1. Availability Heuristic & Recency Bias
The availability heuristic describes our tendency to judge the frequency or likelihood of an event based on the ease with which instances come to mind.
Availability can mislead us in a variety of ways when we’re making decisions about future events. A salient or dramatic event that captures your attention may lead you to exaggerate the frequency or probability of that event occurring again. We often remember certain events more vividly than others, which can increase the weight we assign to those occurrences as well.
Consider the following two examples:
Suppose that you watched the Chargers play twice in the last four weeks and both were peak performances, with Justin Herbert leading an unstoppable aerial attack that resulted in two wins.

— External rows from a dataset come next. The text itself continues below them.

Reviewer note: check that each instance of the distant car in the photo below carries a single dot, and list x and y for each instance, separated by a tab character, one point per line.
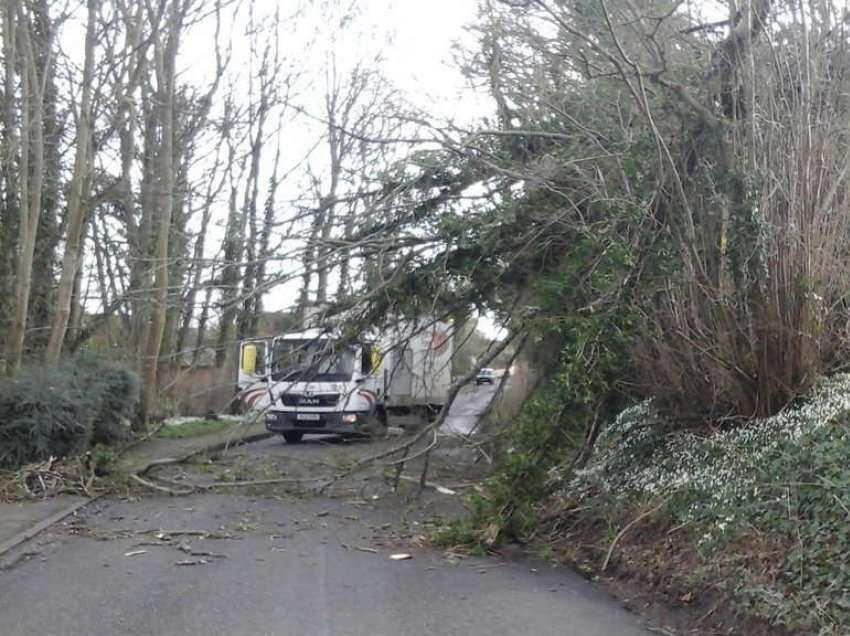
485	376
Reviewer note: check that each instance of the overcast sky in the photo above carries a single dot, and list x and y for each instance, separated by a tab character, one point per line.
414	40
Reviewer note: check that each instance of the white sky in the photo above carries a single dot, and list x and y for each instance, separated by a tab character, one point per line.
413	38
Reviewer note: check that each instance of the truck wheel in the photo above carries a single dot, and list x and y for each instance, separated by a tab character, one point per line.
377	426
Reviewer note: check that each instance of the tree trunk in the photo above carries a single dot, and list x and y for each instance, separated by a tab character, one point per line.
77	201
165	56
32	177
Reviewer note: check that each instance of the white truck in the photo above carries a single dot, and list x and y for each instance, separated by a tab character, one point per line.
313	382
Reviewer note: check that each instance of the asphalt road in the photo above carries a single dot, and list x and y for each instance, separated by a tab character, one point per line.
288	567
288	563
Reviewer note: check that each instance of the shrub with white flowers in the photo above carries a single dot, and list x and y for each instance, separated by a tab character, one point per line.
639	457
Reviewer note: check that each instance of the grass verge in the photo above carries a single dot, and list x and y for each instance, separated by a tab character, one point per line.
193	428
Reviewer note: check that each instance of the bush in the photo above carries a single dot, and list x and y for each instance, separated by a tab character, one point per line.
62	410
119	392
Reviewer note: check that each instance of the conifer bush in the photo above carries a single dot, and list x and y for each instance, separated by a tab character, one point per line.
61	410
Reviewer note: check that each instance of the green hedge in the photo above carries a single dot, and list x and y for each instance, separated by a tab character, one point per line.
62	410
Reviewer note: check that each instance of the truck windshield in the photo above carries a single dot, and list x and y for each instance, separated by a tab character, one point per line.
312	361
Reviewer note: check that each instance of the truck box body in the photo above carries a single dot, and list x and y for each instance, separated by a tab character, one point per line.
310	382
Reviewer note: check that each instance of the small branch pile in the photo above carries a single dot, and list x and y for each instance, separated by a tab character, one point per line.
46	479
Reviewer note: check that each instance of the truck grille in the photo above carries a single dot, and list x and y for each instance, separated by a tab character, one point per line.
299	399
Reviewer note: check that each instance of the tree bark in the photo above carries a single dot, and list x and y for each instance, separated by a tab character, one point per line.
77	201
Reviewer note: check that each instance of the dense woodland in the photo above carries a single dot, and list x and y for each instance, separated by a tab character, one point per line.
651	201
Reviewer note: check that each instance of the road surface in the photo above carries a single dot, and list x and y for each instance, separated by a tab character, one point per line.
289	567
283	562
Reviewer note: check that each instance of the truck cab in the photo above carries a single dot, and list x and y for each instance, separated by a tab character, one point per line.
315	383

The other two weeks you missed them play were mediocre performances during which the defense couldn’t stop anybody and the offensive line broke down. You’re more likely to have an overly positive view of the Chargers because you vividly remember watching them look great and have no recent firsthand memory of them playing poorly. If you saw all four games, you’d likely have a more balanced view of their inconsistency and wide variance.

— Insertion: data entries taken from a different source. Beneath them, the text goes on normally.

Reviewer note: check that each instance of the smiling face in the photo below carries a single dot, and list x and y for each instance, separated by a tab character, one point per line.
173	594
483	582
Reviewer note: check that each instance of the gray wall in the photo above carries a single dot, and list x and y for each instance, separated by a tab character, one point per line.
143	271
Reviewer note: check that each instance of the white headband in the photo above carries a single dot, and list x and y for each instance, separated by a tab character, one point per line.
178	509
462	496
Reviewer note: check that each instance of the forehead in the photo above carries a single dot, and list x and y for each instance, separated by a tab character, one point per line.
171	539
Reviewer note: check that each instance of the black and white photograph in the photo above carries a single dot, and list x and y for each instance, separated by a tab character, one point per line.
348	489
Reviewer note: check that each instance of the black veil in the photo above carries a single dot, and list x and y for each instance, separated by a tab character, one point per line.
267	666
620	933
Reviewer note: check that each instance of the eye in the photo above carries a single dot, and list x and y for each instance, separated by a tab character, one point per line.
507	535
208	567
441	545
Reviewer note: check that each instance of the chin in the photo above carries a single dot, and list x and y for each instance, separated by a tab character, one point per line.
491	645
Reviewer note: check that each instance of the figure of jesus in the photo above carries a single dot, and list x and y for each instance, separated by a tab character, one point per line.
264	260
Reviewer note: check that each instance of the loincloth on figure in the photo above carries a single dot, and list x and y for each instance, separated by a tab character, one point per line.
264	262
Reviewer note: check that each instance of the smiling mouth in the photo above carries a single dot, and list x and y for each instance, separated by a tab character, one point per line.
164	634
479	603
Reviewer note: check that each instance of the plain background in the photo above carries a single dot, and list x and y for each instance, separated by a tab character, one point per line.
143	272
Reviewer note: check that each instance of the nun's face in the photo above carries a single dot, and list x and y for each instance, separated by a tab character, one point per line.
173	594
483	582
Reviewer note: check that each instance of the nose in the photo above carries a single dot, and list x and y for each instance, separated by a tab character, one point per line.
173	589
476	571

Early in the 2021-22 season, the Indianapolis Colts had a tough schedule and started 1-4. Suppose you bet big on them twice in that period and lost both times. With those recent losses top of mind, you become averse to betting on the Colts. In the following few weeks you don’t watch them closely, and maybe you resist recognizing as they turn the tide. Consequently, you’re slow to update your evaluation of the team and you miss chances to win money betting on them as they win eight of their next ten games.

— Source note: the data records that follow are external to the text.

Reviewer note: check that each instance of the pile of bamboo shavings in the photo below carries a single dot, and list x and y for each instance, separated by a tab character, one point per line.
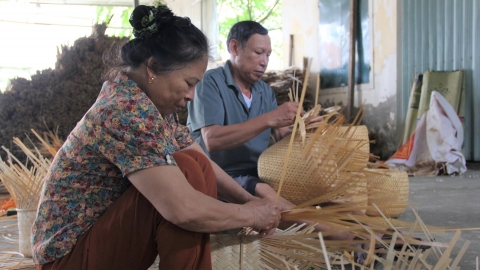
24	182
300	248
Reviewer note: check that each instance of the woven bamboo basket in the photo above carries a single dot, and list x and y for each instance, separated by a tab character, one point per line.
388	189
327	166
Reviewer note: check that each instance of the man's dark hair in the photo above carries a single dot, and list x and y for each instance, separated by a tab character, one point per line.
242	31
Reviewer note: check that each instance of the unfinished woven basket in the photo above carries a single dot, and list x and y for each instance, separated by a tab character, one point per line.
388	189
322	164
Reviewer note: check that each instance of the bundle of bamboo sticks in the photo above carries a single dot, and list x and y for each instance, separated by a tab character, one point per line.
23	182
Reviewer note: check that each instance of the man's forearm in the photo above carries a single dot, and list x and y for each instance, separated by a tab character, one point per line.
219	138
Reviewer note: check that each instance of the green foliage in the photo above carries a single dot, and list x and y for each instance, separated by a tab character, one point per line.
266	12
116	19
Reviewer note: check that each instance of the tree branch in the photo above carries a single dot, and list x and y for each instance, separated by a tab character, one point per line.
269	12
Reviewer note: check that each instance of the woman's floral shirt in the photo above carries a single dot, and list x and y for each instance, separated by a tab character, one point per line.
121	133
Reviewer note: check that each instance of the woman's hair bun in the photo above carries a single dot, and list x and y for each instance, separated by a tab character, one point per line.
145	20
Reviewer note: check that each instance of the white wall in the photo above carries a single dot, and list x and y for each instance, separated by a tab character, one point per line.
301	18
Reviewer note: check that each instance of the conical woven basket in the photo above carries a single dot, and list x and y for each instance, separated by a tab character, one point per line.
388	189
322	164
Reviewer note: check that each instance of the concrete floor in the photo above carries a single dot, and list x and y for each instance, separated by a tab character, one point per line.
452	202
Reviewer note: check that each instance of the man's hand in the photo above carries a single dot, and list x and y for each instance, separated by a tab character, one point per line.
263	190
266	215
284	115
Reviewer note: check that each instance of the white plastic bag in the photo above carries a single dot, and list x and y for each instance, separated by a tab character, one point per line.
436	142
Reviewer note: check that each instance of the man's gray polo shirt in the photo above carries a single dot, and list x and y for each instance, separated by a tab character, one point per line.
219	101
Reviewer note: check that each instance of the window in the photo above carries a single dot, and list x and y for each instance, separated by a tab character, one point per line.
334	43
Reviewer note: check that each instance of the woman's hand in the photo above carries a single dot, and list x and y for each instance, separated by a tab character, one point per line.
266	215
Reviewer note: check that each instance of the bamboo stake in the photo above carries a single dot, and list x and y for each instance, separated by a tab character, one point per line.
282	178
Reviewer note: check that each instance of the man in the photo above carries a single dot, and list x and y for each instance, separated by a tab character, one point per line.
234	112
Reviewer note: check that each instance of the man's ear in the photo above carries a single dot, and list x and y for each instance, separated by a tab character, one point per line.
234	46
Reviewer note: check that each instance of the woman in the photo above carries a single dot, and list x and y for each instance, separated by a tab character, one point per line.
129	183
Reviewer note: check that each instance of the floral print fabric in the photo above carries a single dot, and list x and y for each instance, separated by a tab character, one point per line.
121	133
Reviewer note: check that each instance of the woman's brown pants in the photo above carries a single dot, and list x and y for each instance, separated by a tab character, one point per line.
131	233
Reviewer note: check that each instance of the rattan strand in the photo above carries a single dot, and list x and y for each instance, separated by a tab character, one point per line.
319	173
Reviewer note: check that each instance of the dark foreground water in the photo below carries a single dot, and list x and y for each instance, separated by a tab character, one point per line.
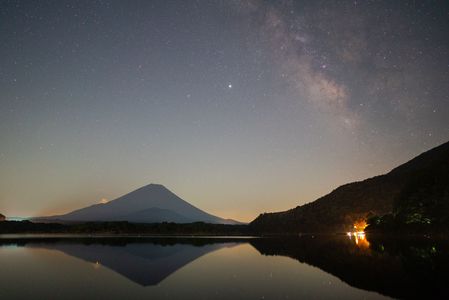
168	268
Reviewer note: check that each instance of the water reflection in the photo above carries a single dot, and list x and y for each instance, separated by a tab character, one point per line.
396	267
347	267
145	262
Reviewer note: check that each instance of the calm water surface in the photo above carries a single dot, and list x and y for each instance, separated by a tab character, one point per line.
168	268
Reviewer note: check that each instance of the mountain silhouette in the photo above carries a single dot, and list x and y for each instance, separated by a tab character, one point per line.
153	203
419	189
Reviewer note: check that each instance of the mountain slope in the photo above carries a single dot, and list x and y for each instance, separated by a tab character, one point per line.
355	202
150	204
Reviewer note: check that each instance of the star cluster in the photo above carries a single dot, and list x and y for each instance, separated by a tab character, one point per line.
240	107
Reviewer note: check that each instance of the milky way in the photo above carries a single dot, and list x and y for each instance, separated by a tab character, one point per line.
239	107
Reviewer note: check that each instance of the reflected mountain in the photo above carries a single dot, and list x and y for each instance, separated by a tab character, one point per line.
400	268
144	262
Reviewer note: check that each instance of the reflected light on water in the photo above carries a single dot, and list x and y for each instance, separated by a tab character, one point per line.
359	238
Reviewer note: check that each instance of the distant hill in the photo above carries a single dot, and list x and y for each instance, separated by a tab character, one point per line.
153	203
417	191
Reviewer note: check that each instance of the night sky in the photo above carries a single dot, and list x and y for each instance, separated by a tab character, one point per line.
239	107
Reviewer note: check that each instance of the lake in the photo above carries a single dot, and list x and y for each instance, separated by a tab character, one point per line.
333	267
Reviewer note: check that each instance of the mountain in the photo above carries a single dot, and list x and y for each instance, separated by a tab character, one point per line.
417	191
153	203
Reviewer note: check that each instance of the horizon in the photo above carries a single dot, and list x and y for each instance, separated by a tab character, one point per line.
237	107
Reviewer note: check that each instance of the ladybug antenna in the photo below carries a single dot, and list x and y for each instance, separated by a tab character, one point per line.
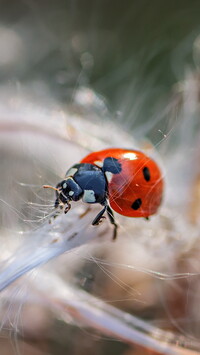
50	187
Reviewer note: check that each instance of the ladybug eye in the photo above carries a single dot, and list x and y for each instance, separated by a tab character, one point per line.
136	204
146	173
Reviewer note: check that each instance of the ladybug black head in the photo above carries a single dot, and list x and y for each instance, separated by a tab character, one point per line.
67	190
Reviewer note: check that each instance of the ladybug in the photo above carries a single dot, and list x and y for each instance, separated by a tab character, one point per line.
126	181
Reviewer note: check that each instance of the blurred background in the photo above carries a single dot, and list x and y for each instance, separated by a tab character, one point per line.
82	75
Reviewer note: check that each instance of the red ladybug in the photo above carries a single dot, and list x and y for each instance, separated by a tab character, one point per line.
124	180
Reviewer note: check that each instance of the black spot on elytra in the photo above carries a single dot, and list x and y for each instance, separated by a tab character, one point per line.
136	204
146	173
112	165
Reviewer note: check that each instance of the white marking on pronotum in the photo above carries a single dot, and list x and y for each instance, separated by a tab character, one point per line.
98	163
71	172
88	196
109	175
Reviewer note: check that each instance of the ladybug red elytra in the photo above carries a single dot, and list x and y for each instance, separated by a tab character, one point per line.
126	181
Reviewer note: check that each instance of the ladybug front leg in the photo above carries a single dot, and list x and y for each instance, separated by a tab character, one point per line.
99	217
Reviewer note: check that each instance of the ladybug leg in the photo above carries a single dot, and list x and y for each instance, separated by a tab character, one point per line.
112	221
99	217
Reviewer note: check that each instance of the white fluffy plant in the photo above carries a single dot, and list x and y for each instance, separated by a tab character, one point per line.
150	263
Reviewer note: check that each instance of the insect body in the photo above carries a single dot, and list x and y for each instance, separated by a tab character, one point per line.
126	181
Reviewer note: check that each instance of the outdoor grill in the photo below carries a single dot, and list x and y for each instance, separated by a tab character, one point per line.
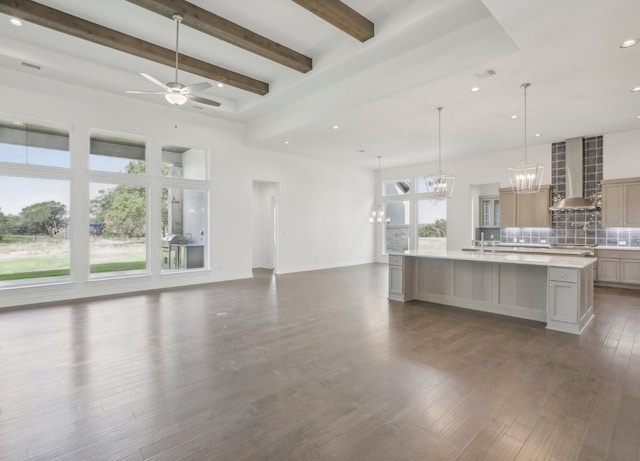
171	251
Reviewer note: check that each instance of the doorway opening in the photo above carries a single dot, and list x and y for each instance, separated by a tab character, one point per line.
265	217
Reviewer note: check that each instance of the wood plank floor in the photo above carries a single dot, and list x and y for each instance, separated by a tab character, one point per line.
314	366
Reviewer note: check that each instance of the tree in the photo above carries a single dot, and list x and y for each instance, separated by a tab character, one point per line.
44	217
123	208
435	229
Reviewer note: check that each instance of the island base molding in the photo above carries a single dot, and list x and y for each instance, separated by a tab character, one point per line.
561	297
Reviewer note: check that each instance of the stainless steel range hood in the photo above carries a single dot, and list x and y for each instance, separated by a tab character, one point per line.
573	162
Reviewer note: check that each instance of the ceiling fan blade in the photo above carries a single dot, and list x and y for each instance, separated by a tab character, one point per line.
196	88
145	92
155	81
200	100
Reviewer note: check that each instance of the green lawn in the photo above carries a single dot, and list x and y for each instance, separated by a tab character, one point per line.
25	257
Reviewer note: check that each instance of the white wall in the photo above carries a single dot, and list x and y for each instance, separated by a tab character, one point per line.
621	155
324	208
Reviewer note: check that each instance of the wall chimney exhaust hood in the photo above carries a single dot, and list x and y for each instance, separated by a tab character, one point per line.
573	168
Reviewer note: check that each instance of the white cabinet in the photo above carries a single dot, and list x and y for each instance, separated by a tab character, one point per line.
570	298
563	295
525	210
621	202
400	278
618	266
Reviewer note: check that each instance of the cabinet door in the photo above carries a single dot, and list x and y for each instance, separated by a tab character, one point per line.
630	271
524	210
563	302
541	204
608	270
396	285
632	205
612	205
507	208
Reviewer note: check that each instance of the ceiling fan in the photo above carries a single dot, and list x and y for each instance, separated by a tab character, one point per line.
174	92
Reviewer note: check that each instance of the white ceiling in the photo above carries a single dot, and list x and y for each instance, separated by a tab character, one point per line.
382	93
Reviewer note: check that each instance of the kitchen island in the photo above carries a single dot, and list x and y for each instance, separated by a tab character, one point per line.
554	289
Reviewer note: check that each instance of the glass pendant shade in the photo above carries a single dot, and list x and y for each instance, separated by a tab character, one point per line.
377	216
439	186
526	176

Closely related to the availability heuristic is recency bias.
Recency bias leads us to assign more weight or relative importance to recent events because they are more easily recalled (more available).
Recency bias in sports betting is rampant. Sports fans and bettors routinely overreact to the last game a team played. While recent performances are important to consider when betting on sports, it’s easy to discount longer-term performance or statistics that are not as fresh in our mind.
For example, you might completely dismiss the idea of betting on a team that just got blown out, even if they had been playing reasonably well prior, the upcoming matchup is favorable, and the underlying statistics point to an advantage.
2. Confirmation Bias
Confirmation bias is the tendency to search for and interpret information in a way that confirms your preexisting beliefs or supports your hypothesis. Confirmation bias is one of the more common cognitive biases. We all do this – all the time.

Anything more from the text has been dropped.